General information
- Type: Ultralight trike
- National origin: Hungary
- Manufacturer: Apollo Ultralight Aircraft
- Status: In production (2013)

= Apollo Jet Star =

The Apollo Jet Star is a Hungarian ultralight trike, designed and produced by Apollo Ultralight Aircraft of Eger. The aircraft is supplied as a kit for amateur construction or as a complete ready-to-fly-aircraft.

==Design and development==
The Jet Star was designed to comply with the Fédération Aéronautique Internationale microlight category as well as the US light-sport aircraft category. It features a cable-braced or strut-braced hang glider-style high-wing, weight-shift controls, a two-seats-in-tandem, open cockpit, tricycle landing gear with wheel pants and a single engine in pusher configuration.

The Jet Star is accepted in the United States as both an Experimental and Special Light-sport aircraft.

The aircraft is made from bolted-together aluminum tubing, with its double surface wing covered in Dacron sailcloth. The aircraft uses an "A" frame weight-shift control bar. The main landing gear uses strut-type suspension, rather than the leaf-type suspension used on the Apollo Delta Jet series. The powerplant options include the twin cylinder, liquid-cooled, two-stroke, dual-ignition 64 hp Rotax 582 engine, the four cylinder, air and liquid-cooled, four-stroke, dual-ignition 80 hp Rotax 912 or 100 hp Rotax 912S engine.

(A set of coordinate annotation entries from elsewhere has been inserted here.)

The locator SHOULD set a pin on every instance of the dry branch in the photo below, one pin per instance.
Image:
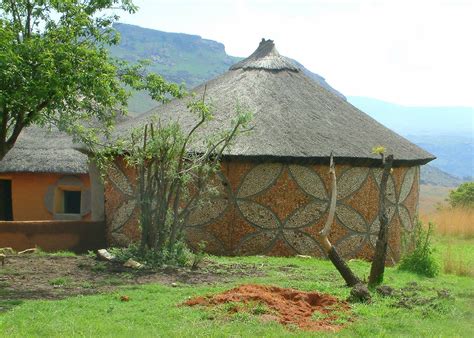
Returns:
(378, 262)
(349, 277)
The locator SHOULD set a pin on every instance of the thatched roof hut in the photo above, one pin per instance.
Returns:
(40, 150)
(44, 178)
(295, 118)
(275, 192)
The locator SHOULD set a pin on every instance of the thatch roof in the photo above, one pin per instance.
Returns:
(39, 150)
(295, 118)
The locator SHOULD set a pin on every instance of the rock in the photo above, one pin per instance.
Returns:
(104, 255)
(7, 250)
(384, 290)
(28, 251)
(132, 264)
(360, 294)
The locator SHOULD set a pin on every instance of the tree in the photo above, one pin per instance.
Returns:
(462, 196)
(55, 68)
(173, 178)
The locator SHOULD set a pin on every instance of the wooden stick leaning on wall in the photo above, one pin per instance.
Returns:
(350, 278)
(377, 268)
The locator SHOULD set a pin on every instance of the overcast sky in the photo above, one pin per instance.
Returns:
(408, 52)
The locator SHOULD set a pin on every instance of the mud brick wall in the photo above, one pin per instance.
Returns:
(278, 209)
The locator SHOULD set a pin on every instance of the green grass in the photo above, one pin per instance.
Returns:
(153, 310)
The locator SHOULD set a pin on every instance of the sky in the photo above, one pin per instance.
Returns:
(413, 52)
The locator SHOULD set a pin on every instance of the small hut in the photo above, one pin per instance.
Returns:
(44, 178)
(50, 196)
(275, 182)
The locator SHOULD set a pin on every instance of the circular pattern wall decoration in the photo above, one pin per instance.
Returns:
(124, 211)
(269, 228)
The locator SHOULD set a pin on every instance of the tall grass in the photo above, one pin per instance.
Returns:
(452, 221)
(456, 265)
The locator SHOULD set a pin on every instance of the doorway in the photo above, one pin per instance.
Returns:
(6, 208)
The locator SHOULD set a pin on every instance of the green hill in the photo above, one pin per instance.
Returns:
(179, 58)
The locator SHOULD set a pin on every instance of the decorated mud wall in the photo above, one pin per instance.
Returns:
(278, 209)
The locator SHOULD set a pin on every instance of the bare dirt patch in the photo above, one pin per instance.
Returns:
(51, 277)
(310, 311)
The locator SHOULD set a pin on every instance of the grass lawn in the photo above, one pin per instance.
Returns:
(153, 310)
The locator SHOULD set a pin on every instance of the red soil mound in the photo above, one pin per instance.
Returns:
(289, 306)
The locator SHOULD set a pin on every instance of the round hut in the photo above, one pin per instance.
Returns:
(44, 178)
(275, 181)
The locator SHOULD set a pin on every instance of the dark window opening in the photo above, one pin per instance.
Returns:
(6, 208)
(72, 202)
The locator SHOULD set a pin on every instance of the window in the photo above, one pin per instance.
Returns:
(72, 202)
(6, 208)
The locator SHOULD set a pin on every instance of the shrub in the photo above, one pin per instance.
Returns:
(178, 255)
(421, 260)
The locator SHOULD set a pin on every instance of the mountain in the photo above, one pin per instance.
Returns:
(446, 132)
(434, 176)
(179, 58)
(418, 120)
(183, 58)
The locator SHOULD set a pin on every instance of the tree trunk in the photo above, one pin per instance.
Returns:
(377, 268)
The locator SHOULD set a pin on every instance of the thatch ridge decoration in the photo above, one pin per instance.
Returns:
(266, 57)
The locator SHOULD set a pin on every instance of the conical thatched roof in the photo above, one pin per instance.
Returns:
(39, 150)
(295, 118)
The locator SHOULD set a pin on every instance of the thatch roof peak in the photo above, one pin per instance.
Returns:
(39, 150)
(266, 57)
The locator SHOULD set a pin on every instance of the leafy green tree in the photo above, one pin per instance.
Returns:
(462, 196)
(55, 68)
(172, 178)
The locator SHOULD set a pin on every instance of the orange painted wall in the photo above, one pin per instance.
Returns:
(28, 194)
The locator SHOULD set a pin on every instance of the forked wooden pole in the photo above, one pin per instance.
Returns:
(330, 250)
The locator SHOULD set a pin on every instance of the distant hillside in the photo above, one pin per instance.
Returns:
(446, 132)
(434, 176)
(179, 58)
(417, 120)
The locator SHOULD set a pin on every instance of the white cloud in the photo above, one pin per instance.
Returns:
(408, 52)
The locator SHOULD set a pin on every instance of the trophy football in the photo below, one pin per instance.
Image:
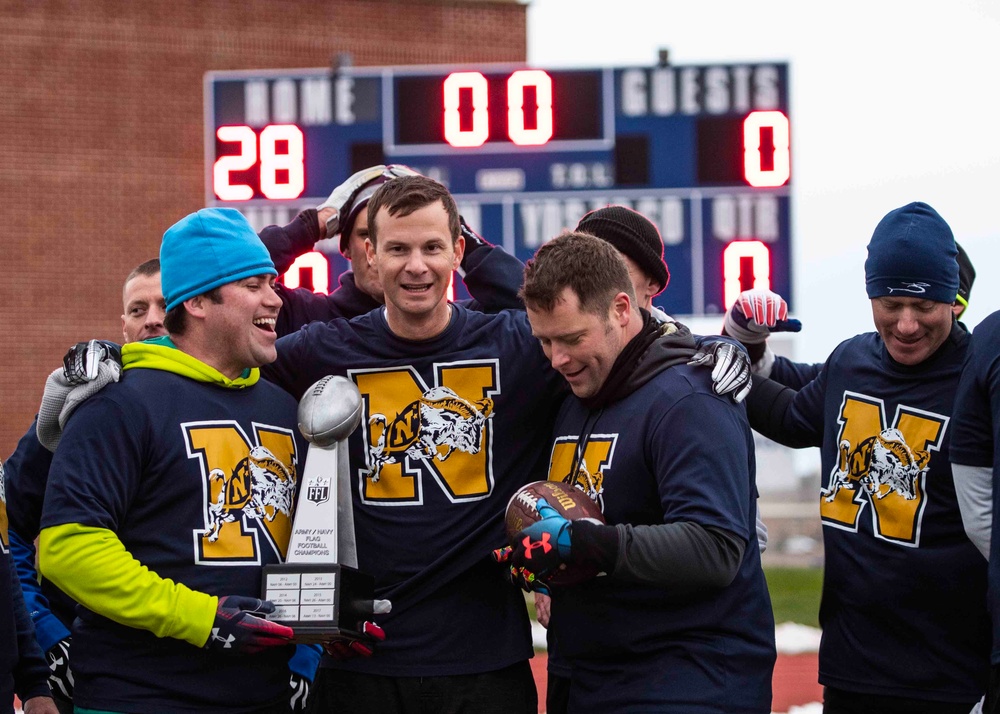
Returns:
(318, 590)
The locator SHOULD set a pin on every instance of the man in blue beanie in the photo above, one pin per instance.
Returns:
(172, 487)
(904, 617)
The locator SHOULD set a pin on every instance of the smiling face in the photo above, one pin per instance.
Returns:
(238, 331)
(144, 307)
(912, 329)
(582, 346)
(415, 258)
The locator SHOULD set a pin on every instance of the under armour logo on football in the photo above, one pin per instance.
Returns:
(227, 642)
(530, 545)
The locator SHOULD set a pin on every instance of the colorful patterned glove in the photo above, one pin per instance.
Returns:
(238, 629)
(343, 196)
(544, 545)
(756, 314)
(81, 363)
(731, 368)
(363, 645)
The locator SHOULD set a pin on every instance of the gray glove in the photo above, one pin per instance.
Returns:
(730, 368)
(61, 398)
(343, 196)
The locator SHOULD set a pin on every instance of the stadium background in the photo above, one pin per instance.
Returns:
(101, 109)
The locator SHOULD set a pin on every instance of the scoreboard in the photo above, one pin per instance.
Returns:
(702, 151)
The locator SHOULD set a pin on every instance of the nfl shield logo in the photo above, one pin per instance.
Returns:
(318, 491)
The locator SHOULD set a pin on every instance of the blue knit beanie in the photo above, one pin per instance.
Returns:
(912, 253)
(207, 249)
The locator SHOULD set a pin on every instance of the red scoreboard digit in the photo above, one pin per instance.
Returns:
(704, 151)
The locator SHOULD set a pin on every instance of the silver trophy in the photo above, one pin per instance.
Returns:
(318, 590)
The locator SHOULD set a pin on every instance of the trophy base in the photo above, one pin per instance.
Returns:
(319, 601)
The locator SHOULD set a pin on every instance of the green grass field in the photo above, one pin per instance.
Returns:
(795, 594)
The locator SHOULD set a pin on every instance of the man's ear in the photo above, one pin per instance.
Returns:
(459, 252)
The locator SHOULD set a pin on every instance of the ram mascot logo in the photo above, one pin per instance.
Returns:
(259, 487)
(591, 484)
(433, 426)
(880, 465)
(4, 539)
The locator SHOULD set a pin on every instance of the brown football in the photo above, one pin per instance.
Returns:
(570, 502)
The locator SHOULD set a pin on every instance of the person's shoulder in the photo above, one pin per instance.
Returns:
(852, 347)
(988, 328)
(516, 320)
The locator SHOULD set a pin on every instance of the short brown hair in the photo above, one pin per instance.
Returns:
(591, 267)
(175, 321)
(149, 268)
(406, 194)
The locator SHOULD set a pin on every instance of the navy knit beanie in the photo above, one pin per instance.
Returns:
(207, 249)
(352, 210)
(912, 253)
(632, 234)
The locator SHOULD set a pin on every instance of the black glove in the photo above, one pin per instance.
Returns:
(238, 630)
(520, 577)
(82, 360)
(363, 645)
(61, 677)
(300, 693)
(544, 545)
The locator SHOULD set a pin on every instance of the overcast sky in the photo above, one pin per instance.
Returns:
(891, 102)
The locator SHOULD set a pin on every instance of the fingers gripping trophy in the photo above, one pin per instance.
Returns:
(318, 590)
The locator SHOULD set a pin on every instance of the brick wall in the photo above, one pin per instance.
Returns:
(102, 122)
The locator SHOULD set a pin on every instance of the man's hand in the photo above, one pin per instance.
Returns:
(730, 369)
(40, 705)
(756, 314)
(238, 629)
(61, 678)
(81, 363)
(543, 609)
(399, 171)
(299, 693)
(347, 647)
(343, 196)
(519, 577)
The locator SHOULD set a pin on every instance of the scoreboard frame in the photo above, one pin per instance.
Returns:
(671, 141)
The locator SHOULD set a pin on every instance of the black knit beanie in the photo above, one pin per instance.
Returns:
(912, 253)
(966, 274)
(631, 233)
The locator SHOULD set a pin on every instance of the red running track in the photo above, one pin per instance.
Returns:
(794, 680)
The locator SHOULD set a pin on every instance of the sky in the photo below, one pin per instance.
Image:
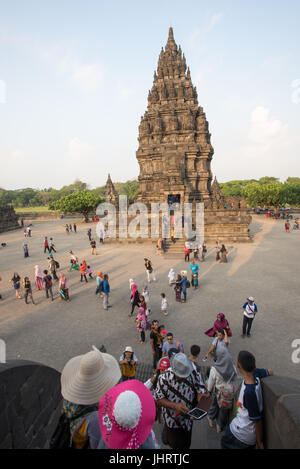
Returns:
(75, 75)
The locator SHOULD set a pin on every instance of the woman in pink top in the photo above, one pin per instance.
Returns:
(63, 287)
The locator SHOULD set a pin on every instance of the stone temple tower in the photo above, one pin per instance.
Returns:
(174, 150)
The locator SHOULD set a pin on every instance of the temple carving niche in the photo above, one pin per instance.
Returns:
(174, 134)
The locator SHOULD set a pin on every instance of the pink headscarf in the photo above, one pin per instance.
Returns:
(133, 289)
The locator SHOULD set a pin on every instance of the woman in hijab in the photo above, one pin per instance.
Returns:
(221, 386)
(224, 253)
(141, 323)
(172, 277)
(146, 296)
(220, 323)
(63, 287)
(135, 298)
(178, 289)
(99, 279)
(38, 277)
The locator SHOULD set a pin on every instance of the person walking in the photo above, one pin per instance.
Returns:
(164, 304)
(63, 287)
(141, 324)
(220, 323)
(99, 280)
(178, 288)
(194, 274)
(146, 296)
(134, 298)
(156, 343)
(128, 362)
(46, 245)
(221, 387)
(223, 252)
(53, 267)
(38, 277)
(16, 281)
(186, 253)
(183, 284)
(218, 249)
(52, 246)
(219, 343)
(93, 246)
(203, 251)
(149, 270)
(171, 277)
(246, 429)
(83, 271)
(47, 282)
(90, 271)
(250, 311)
(25, 249)
(106, 292)
(176, 392)
(27, 290)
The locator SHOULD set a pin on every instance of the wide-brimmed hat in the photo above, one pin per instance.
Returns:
(86, 378)
(126, 415)
(164, 364)
(181, 365)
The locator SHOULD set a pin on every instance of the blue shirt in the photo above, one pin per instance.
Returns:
(194, 268)
(106, 287)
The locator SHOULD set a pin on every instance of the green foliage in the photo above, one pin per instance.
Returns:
(77, 202)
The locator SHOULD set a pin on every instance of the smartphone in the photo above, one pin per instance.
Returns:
(197, 413)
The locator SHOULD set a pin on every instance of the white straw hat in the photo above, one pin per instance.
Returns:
(86, 378)
(181, 365)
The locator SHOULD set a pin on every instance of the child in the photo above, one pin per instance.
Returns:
(90, 271)
(27, 290)
(146, 295)
(164, 304)
(246, 429)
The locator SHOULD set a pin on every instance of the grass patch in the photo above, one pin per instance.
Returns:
(32, 209)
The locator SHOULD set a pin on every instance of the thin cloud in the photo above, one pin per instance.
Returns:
(2, 92)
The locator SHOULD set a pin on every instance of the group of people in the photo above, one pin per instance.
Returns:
(108, 408)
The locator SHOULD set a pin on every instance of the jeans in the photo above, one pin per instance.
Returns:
(47, 290)
(229, 441)
(156, 357)
(177, 438)
(105, 301)
(219, 413)
(247, 323)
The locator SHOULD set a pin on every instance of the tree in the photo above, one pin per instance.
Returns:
(82, 202)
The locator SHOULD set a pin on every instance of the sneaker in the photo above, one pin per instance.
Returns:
(210, 422)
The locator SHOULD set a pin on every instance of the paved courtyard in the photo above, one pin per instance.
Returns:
(53, 332)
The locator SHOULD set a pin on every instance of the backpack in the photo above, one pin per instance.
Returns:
(61, 438)
(48, 281)
(225, 394)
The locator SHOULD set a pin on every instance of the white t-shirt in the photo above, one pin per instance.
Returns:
(249, 409)
(249, 310)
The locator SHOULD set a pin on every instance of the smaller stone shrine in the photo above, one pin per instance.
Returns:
(110, 192)
(8, 218)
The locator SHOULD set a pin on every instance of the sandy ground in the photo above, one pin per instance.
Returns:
(53, 332)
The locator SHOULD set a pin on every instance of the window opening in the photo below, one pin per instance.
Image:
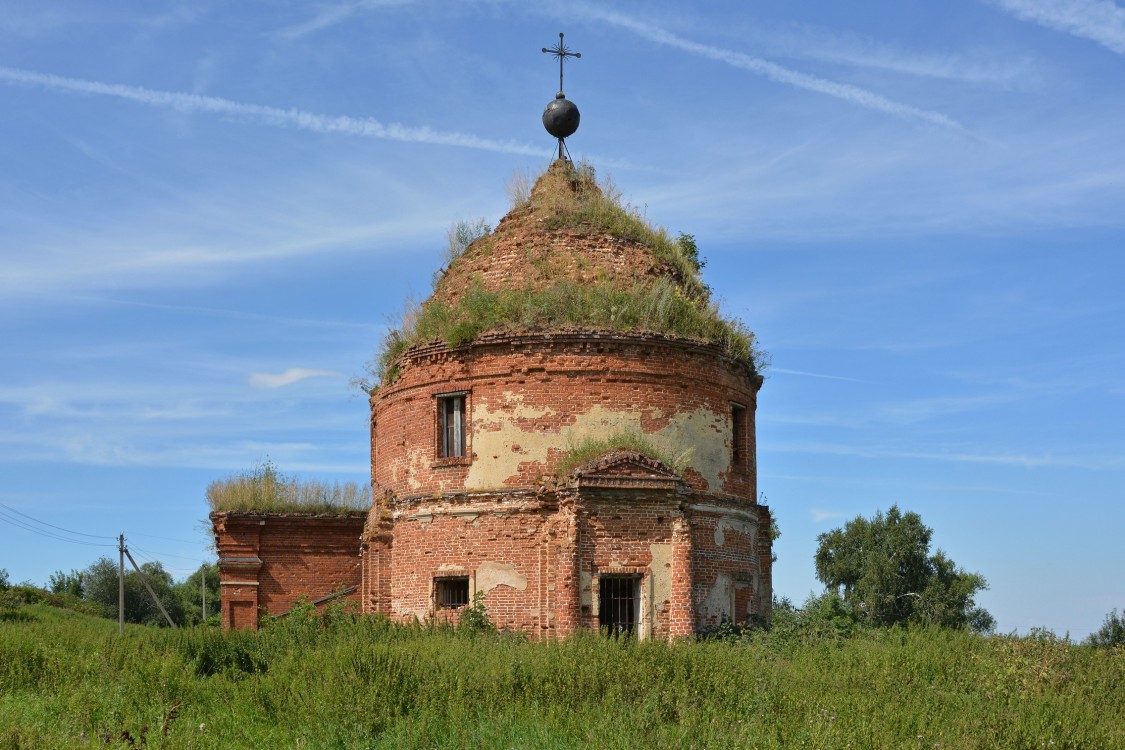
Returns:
(451, 414)
(737, 435)
(619, 605)
(451, 593)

The aircraft has an empty weight of 180 kg and a gross weight of 430 kg, giving a useful load of 250 kg. With full fuel of 45 L the payload is 218 kg.

A number of different wings can be fitted to the basic carriage, including the cable-braced Aeros Profi, the cable-braced Air Creation iXess, the strut-braced Aeros Profi TL or the strut-braced Gibbogear Manta Ray 12.5.